We can interpret this missingness as players who never took a 2-point shot, 3-point shot, or either during a season. The 3-point shot missingness does not bother me since historically players have contributed greatly to a team while never taking a 3-point shot in a season. For example, during his MVP season in 1999-2000, center Shaquille O’Neal did not attempt a single 3-point shot in the regular season or during the Los Angeles Lakers’ championship playoff run. These NAs can be replaced with 0s. We can identify players who contributed greatly to their team without shooting a 3 by filtering observations who only have missingness in the 3-point percentage category.
Those without a 2-point attempt or free-throw attempt concern me, as these players also have 0 or near 0 statistics for every other numerical predictor. Table 2 gives a sample of the lack of data for observations in this group.
It does not make sense to include these observations in recipes since their values are not a strong representation of how statistics change salaries. Also considering that these observations make up a small part of the dataset, the best choice is to drop them from the dataset.
Target Variable Exploration
We start the univariate analysis of our target variable by looking at a histogram of adjusted salaries. Figure 1 shows this distribution. From the histogram, we can see that the majority of NBA players earn less than five million dollars in a year. The distribution does not seem to have any additional local peaks.
However, our distribution is right skewed. Ideally, we want our outcome variable to have a normal distribution to allow us to apply statistical properties and techniques that require a normality assumption. Reducing skewness will also make predicting values easier in our model. A common transformation for right-skewed data is a log transformation. This transformation will help reduce the skewness and deal with extreme values. The density distribution and boxp lot of adjusted salaries in Figure 2 give another perspective of the right-skewness of the data.
After using the log transformation, our data looks a little left-skewed. Nevertheless, we have reduced the skewness, allowing for easier analysis. Figure 3 shows this left-skewness.
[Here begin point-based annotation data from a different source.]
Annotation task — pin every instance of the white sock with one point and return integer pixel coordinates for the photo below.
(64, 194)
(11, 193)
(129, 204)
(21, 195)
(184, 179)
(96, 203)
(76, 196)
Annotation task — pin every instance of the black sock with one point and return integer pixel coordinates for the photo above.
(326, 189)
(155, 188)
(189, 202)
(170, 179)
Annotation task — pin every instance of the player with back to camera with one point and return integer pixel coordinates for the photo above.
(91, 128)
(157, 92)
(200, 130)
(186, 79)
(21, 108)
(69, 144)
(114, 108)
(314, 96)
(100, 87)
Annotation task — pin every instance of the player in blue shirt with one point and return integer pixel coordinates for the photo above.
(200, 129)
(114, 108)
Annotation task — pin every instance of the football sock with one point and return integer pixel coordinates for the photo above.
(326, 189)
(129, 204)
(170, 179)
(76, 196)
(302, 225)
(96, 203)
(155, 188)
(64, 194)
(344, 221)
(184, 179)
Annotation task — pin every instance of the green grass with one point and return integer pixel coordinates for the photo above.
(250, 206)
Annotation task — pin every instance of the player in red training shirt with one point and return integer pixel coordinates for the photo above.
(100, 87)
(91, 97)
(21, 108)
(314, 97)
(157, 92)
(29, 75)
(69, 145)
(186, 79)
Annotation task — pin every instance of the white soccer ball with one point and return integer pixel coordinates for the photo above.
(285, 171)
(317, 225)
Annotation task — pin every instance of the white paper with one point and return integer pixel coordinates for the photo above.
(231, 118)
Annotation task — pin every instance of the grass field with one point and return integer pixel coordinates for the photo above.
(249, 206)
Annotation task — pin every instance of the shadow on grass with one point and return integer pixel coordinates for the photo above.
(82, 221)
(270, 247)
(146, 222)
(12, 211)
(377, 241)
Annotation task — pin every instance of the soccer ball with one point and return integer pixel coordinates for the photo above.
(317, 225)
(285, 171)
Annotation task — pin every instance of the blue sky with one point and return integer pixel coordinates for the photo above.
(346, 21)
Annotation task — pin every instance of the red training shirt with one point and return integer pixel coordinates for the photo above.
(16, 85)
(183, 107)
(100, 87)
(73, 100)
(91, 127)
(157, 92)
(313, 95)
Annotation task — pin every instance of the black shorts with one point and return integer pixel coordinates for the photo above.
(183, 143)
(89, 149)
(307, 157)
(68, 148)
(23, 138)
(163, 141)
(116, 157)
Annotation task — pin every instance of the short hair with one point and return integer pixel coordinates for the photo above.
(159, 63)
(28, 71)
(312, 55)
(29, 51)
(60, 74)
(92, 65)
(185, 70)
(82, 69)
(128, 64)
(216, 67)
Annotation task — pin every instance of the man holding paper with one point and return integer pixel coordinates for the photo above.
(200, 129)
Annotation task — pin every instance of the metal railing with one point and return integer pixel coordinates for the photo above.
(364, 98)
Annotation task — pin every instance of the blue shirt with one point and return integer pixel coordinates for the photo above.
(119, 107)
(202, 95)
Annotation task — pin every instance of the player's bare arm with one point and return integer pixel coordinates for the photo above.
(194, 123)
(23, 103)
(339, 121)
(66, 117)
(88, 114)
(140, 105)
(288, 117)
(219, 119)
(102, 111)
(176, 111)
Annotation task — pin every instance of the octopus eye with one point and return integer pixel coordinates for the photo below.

We can reduce the skewness of our data even more by considering a more uncommon transformation. I found that transforming the outcome variable by the 7th root essentially removes the skewness. This transformation is visualized in Figure 4.
While this transformation gives us a distribution close to normal, we also need to consider the interpretability of using this transformation; Explaining the findings of our model to an NBA player or agent with this transformation would be difficult. However, interpretability should not be a large concern for us since we can transform the results of our model back to conventional units. Therefore, with the desire for normality in mind, I decided to transform adjusted salaries by the 7th root.
Methods
Again, this prediction model is a regression problem. I use RMSE as an assessment metric for this project. In this regression analysis, I am most concerned about the accuracy of my models’ estimation; I want to be able to predict NBA salaries as closely as possible, as this is the main value a player or agent is concerned with. RMSE also helps to resolve issues with outliers since the metric penalizes these observations.
Data Splitting
Before splitting, our data set has 13985 observations. This data set is on the smaller side, so a split should lean more towards having many training observations. Of course, we do not want our model to overfit the training data. I chose to do a .75/.25 training-testing split, as I believed this to be a good median proportion for the data. Our training set has 10440 observations, and our testing set has 3483 observations.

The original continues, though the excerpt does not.